How to Trace E-Mails

Kim Komando's show and newsletter are such great fun. Today's newsletter tells how to trace e-mails, something I know many here have pondered.

Here's her site: http://www.komando.com/
Her columns are posted there, but this one's not up yet.

MY WEEKLY COLUMN: Uncovering E-mail Origins is Child's Play
by Kim Komando

So, you sent an e-mail to the CEO. You remember--it's the one where you suggested he do something anatomically impossible. You changed the From: line to a clever alias or you used a free Yahoo! or Hotmail account. Aren't you something!

You weren't clever enough, though. Even though you sent that e-mail from home, you're going to be tracked down.

What happened? Your computer is still identifiable, even though you changed your e-mail address. All computers on the Internet have an Internet Protocol address. It's all in the e-mail's header. This information is suppressed, so most people never see it. But it can be shown, and it contains the route taken by an e-mail. That route includes the originator's IP number.

There have been well-publicized examples. People who sent viruses have been tracked down through headers. And they were relatively sophisticated computer users. So let's take a look at headers. All e-mail programs have the ability to show this information. To do that:

In Microsoft Outlook, double click the e-mail. Then click View>>Options. In Outlook Express, click the e-mail. Then click File>>Properties and select the Details tab.

For Eudora, double click the message. Then click the Blah Blah button. In Netscape, click the message to open it. Then click View>>Message Source to display the header.

The first thing you'll notice is that the information shown doesn't make much sense. It looks like stuff that only an engineer could love. But the tracking information is relatively easy to decipher.

The key is the sections beginning with the word "Received:" There will be at least two. If the message goes through several computers, there could be four or five "Received:" sections. A little knowledge will bring an investigator right back to the e-mail originator.

Following is some hypothetical header information. The IP numbers here are made up; they aren't assigned to anyone. The rest is made up, too. This information is just illustrative.

Received: from mail.heavenonly.com (mail.heavenonly.com
[123.312.54.12]) by mail.bigcompany.com (8.8.5/8.7.2) with ESMTP id EAA12345 for joesmith@bigcompany.com; Tue, 9 Sep 2002 13:10:30 -0700 (MST)
Received: from joe.sunshine.com (joe.sunshine.com
[124.213.45.11]) by mail.heavenonly.com(8.8.5) id 123A56; Tue, 9 Sep 2002 13:07:17 -0700 (MST)

The "Received:" sections in headers read from bottom to top. So the bottom one is from you, the originator. You have disguised your address as joe.sunshine.com. That Received: section shows that the e-mail went to your ISP's mail server, mail.heavenonly.com.

The second (top) "Received:" section shows that Big Company's server received the e-mail from mail.heavenonly.com, and it was addressed to joesmith@bigcompany.com. Joe, of course, is the CEO.

Even though you disguised your identifier in the bottom "Received:"
section, you can still be identified. The IP number--124.213.45.11--
is tied to your computer.
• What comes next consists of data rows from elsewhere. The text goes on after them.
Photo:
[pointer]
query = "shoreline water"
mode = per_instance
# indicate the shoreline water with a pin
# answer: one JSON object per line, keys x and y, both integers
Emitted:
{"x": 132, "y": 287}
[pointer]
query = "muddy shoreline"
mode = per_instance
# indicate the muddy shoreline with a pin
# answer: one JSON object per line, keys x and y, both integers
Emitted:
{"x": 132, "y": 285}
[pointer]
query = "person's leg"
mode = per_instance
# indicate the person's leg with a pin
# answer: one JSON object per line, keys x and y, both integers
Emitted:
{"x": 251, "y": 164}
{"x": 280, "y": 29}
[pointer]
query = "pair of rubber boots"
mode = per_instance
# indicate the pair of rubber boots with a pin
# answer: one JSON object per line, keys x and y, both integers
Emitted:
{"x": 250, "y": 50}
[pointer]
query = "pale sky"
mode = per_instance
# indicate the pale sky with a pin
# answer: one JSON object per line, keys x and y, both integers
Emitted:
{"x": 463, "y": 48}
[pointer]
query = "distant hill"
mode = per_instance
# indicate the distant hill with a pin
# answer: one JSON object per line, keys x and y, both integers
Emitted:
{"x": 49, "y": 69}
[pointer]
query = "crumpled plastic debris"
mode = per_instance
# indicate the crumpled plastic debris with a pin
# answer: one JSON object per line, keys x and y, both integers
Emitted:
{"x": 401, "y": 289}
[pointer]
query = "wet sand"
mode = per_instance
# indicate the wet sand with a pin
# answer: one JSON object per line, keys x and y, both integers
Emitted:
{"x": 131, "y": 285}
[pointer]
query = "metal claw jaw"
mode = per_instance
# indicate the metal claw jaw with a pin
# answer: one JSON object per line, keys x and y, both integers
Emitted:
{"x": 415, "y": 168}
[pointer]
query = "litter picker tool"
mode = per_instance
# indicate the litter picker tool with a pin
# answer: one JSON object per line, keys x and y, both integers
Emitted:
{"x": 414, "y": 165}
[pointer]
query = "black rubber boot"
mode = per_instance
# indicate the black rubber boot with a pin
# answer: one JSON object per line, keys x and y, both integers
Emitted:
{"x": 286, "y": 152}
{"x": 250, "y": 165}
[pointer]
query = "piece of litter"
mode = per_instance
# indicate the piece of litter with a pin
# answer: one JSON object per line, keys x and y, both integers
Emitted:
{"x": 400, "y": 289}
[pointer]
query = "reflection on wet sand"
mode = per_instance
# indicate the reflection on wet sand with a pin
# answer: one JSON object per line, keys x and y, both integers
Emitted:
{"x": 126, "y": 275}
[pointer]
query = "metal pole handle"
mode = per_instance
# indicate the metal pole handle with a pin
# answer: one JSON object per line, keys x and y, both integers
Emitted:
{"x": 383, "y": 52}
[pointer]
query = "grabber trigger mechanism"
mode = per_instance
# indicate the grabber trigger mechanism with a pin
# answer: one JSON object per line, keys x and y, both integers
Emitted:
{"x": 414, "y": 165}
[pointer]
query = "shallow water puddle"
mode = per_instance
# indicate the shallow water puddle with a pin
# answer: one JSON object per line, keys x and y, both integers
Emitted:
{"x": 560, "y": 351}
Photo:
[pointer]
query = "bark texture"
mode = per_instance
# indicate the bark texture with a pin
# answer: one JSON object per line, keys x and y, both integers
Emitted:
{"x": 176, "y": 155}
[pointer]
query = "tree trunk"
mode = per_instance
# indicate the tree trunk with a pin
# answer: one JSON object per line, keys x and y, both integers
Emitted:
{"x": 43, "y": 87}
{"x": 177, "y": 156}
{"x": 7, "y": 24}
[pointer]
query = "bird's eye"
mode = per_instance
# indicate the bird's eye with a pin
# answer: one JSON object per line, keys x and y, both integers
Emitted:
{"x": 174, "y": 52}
A subpoena probably will pry that information from the ISP. In all likelihood, your ISP will not go to court to protect your privacy.

There are a number of places on the Internet where IP numbers can be traced. I traced the numbers in the above example through InterNic:

h t t p://www.internic.net/whois.html ( http://www.internic.net/whois.html )

In the hypothetical case above, the IP number would actually be assigned to the Internet service provider. The ISP uses it to identify the individual customer's computer. It is possible to hide that number, but most people don't know how or don't bother. They're too busy with their clever message.

There will be other information in the header. That stuff won't make much sense to you, either. But it doesn't matter; the information used to trace e-mails is in the "Received:" sections.

So here's the bottom line: If you're going to make disparaging remarks about the boss, do it quietly around the water cooler.

Don't put them in writing. And don't e-mail them to the boss. You may not be as clever as you think.